Attualità
Alla fine Bruxelles ha fatto ciò che avrebbe dovuto fare da anni: guardare la realtà. E la realtà dice che l’utopia di azzerare le emissioni delle auto entro il 2035 era, semplicemente, irrealizzabile. Non solo sul piano tecnologico, ma su quello industriale, sociale e perfino logistico. Forzare una conversione totale all’elettrico avrebbe significato mandare fuori strada un intero settore, con effetti occupazionali devastanti e una mobilità ridotta a privilegio.

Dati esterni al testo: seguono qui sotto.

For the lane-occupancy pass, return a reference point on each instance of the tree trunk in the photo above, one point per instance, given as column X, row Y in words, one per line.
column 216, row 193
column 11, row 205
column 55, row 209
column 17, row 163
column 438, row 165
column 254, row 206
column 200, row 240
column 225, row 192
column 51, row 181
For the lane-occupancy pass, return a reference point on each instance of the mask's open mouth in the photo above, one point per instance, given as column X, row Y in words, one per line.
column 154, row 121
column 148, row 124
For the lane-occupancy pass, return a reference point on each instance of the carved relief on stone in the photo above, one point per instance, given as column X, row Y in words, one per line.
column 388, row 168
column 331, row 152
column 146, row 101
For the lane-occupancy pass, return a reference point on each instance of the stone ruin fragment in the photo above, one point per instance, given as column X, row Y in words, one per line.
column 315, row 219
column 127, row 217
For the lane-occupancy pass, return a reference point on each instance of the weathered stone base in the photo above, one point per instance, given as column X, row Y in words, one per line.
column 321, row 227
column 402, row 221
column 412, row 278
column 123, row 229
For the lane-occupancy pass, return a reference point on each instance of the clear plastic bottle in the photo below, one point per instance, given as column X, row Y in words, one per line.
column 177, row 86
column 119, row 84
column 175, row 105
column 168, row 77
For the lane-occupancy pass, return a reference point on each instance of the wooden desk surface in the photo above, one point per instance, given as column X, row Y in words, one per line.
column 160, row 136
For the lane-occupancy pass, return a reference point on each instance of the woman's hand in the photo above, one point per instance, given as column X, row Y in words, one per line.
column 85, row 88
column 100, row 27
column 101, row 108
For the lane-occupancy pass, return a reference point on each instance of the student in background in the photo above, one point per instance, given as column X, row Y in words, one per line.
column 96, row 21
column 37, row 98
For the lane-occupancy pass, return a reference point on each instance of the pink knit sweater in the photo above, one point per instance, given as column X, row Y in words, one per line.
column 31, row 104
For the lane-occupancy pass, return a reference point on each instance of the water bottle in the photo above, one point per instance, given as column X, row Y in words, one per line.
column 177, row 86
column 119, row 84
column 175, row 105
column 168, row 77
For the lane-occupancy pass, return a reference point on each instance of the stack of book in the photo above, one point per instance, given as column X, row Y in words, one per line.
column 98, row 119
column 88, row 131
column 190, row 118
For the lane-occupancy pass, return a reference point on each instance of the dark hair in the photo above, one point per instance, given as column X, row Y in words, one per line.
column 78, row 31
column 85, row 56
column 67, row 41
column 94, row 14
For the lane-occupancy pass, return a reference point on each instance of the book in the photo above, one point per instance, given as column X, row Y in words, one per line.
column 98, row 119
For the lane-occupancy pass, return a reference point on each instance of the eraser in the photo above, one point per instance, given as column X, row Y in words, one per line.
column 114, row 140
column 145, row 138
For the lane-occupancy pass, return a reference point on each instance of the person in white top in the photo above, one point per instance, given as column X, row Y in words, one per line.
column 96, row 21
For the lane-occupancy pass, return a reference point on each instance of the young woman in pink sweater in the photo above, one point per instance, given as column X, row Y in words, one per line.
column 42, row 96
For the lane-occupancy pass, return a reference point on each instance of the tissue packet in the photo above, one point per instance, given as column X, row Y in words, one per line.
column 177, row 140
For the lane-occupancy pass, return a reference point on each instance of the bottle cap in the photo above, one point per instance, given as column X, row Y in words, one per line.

Così l’Unione Europea ha frenato. Non parla di marcia indietro, ma la sostanza non cambia: addio allo zero emissioni nette; sì a una riduzione del 90 per cento, lasciando sopravvivere ibride, plug-in, range extender e carburanti alternativi per coprire il 10 per cento residuo. Una toppa, in verità, più che una strategia.
Il paradosso è evidente. Dopo aver demonizzato per anni il diesel – anche quello moderno, pulito, super efficiente sul quale inizialmente si era perfino spinto – oggi si invoca la neutralità tecnologica puntando su carburanti sintetici e biocarburanti che difficilmente saranno producibili rapidamente su vasta scala e acciaio “verde” che è, per ora, una promessa.
Il tutto mentre si chiede al mercato comunque di accelerare sull’elettrico, ignorando costi, infrastrutture mancanti e consumatori che semplicemente nella stragrande maggioranza non comprano e non vogliono perché sanno condizionare, allo stato attuale, la loro mobilità e indipendenza.
Il risultato è un compromesso confuso: l’industria non viene più strangolata, ma neppure liberata; l’ambiente non viene davvero tutelato; i cittadini restano fermi a preferire l’usato al quale però guarderanno con ancora più diffidenza. Bruxelles ha scelto il realismo, sì. Ma lo ha fatto tardi. E senza il coraggio di ammettere che il problema non erano i motori, bensì l’ideologia con cui si è tentato di spegnerli.